One YAML file. An OpenAI-compatible server with memory, tools, and multi-backend routing.

Coulisse is a single Rust binary that reads a coulisse.yaml file and spins up an OpenAI-compatible HTTP server. You point your existing tools, SDKs, and projects at it like any other OpenAI endpoint — and everything configurable lives in that one YAML file.

Why Coulisse?

Every multi-agent project ends up re-implementing the same plumbing:

  • Per-user conversation memory
  • Routing between model providers
  • Rate limits and retries
  • Tool integration
  • Multiple agents with different system prompts

Coulisse collapses this plumbing into one configurable server.
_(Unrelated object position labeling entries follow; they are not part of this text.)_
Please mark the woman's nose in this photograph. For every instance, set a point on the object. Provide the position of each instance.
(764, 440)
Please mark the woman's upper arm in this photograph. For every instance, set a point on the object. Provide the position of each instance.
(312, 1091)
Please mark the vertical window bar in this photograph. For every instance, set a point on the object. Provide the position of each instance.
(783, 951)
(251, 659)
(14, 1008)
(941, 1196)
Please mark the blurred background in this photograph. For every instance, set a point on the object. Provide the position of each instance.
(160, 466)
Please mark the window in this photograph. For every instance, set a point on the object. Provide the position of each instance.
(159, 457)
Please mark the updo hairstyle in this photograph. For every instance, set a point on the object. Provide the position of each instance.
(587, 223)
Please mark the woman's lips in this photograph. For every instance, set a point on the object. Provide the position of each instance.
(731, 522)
You describe the setup in YAML and pilot the whole thing from there, instead of writing glue code for each prototype.

How it works

┌──────────────────┐        ┌──────────────────┐        ┌──────────────────┐
│  Your SDK / app  │───────▶│     Coulisse     │───────▶│   Anthropic      │
│  (OpenAI client) │        │                  │        │   OpenAI         │
└──────────────────┘        │   coulisse.yaml  │        │   Gemini …       │
                            │                  │        └──────────────────┘
                            │   + memory       │
                            │   + MCP tools    │        ┌──────────────────┐
                            │   + per-user     │───────▶│   MCP servers    │
                            └──────────────────┘        └──────────────────┘
  1. Your application talks to Coulisse using any OpenAI-compatible SDK.
  2. Coulisse picks the agent you asked for (by model name), assembles the user's memory, and calls the right backend.
  3. The response flows back — and the exchange is saved to that user's memory for next time.

What's in the box

FeatureStatus
Multi-agent routing✅ Working
Per-user memory✅ Persistent (SQLite) with semantic recall
Real embedders✅ OpenAI + Voyage (hash fallback for offline dev)
Auto-extraction✅ Optional — pulls durable facts from each exchange
MCP tool integration✅ Working (stdio + HTTP)
Multi-backend support✅ Anthropic, OpenAI, Gemini, Cohere, Deepseek, Groq
OpenAI-compatible API/v1/chat/completions, /v1/models
Streaming responses✅ Server-Sent Events
Rate limiting✅ Per-user token quotas (hour / day / month, in-memory)
Studio UI✅ Read-only at /admin/
Workflow orchestration⏳ Planned
Durable rate-limit state⏳ Planned

Continue to Installation to get started.

Stability

Coulisse is pre-1.0. It follows Semantic Versioning, but during the 0.x phase, minor version bumps (0.1 → 0.2) may include breaking changes to the YAML schema, HTTP surface, or CLI. Patch bumps (0.1.0 → 0.1.1) will not. See the Releasing chapter and CHANGELOG.md for the version history.